In the medieval stone lanes of Damascus’s old city, where a scattering of bars sits among churches, mosques and antiques shops, Thursday nights used to be known for parties. Live DJs, shots, crop tops, raves — Syrians may have had no political freedoms during the brutal, repressive rule of Bashar al-Assad, but secular Muslims and non-Muslims in the capital could dress, drink and dance as they pleased.
In rural Idlib, the province where Syria’s new Islamist leaders built a rebel ministate during the civil war before overthrowing Mr. al-Assad and seizing Damascus in December, the strongest drink for sale is coffee. Cafes are banned from playing music. Even hookahs are out.
For years, cosmopolitan Damascenes rarely mixed with the increasingly conservative Syrians from the rest of the country. But now, some of Syrian society’s most religious people have suddenly come to rule over some of its most socially liberal.

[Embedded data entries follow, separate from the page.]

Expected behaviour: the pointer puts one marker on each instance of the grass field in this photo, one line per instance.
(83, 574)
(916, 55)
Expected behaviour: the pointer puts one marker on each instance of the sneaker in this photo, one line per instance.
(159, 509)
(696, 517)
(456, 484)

The change has energized religious Sunni Muslims in the capital, but shaken secular Syrians and the country’s religious minorities. Though the new government has refrained from imposing hard-and-fast restrictions on social freedoms, the abrupt empowerment of hard-liners and the increasingly conservative atmosphere have made liberals curb their behavior, fearing what may come next.
They worry that the new government led by President Ahmed al-Shara, a former rebel who was previously allied with Al Qaeda and the Islamic State, will impose extreme Islamic rule on the country.
“What are we now? Afghanistan?” said Nivine Torossian, 40, the Christian co-owner of Tiki Bar, a longtime stalwart of the Old Damascus nightlife scene.